The Runaway Restaurant, page 12
The man with the white car didn’t return. May passed into June. Roy had been gone over two months, and it began to seem incredible no one missed him. Not a nosy neighbor, not the man who brought the mail. If I disappeared, who would worry about me? The school might send someone, but what if I vanished over summer vacation? Would Erin call the police?
Against my will, we were settling into the way life had been before Roy left. Erin and I no longer cooked together, or laughed or talked. I started to resent the sight of her dishes piling up in the sink, forks gummy with cheese, a fine brown crust burnt into the bottoms of Roy’s steel pans. She resumed her nightly walks. I wondered if she was visiting high school boys who slid their palms into her back pockets and nested their chins in her hair. The thought made my stomach burn.
When we entered houses, we went our separate ways and reconvened twenty minutes later at the truck, so it was easy for me to take whatever I liked. To my expanding wardrobe I had added a skirt and blouse, a sweater, three more dresses, a pair of white sandals, a pair of leather boots, and a lacy white shawl. Some of these items fit better than others, or fit only in certain places, but I cherished them as if they’d been tailor-made.

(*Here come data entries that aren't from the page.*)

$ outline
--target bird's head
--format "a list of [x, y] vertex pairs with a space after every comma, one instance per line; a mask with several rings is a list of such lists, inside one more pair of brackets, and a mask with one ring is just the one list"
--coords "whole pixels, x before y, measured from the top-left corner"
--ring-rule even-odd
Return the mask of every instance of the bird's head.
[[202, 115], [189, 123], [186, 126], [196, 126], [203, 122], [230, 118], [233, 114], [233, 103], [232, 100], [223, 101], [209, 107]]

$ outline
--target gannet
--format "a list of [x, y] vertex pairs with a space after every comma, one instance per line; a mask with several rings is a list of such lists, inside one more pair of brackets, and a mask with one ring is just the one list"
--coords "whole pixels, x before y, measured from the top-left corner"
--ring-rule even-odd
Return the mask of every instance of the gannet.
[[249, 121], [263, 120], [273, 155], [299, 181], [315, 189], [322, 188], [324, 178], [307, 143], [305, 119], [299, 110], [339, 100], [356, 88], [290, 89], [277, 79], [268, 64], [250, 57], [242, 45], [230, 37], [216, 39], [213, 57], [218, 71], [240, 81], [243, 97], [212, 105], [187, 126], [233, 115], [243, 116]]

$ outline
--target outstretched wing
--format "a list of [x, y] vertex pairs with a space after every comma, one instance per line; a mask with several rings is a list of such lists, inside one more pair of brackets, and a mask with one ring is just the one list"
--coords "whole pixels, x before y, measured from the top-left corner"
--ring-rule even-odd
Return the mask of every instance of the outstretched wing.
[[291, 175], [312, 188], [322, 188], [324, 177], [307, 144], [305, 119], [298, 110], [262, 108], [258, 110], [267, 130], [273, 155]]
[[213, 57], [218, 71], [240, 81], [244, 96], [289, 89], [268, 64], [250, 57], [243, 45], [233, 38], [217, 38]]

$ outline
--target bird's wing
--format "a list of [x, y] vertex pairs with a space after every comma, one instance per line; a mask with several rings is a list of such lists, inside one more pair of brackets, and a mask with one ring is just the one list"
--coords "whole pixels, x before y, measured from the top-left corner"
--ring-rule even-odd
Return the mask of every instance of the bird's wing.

I loved the sleek watery feel of silk, the reassuring stiffness of starched cotton, the knitted grip of wool. When sandal straps bit into the backs of my heels, I learned to love the sting.
But I would never have risked wearing any of it outside my bedroom if it hadn’t been for the pearls.
I discovered them inside a jewelry box beneath a fake velvet bottom that opened like a trapdoor. The house—a renovated Victorian near the mall—was the nicest place Erin and I had entered. There were deadbolts on all the doors to protect the flat screen TV, the antique furniture, the crystal vases stuffed with bamboo. Erin had to scale the ivy and go in through the second floor bathroom while I stood in the woods keeping watch. We thought there might be an alarm system, but it never went off.
In the master bedroom, I pinched the necklace between two fingers and slowly lifted, the strand of pearls unraveling with tiny clicks. They blushed with a hint of pink, chilly against my palm as if plucked from cool water. Jewelry hadn’t really held my attention on previous raids. It seemed so impersonal, less like it was made special for me. But those pearls. I had never wanted something more.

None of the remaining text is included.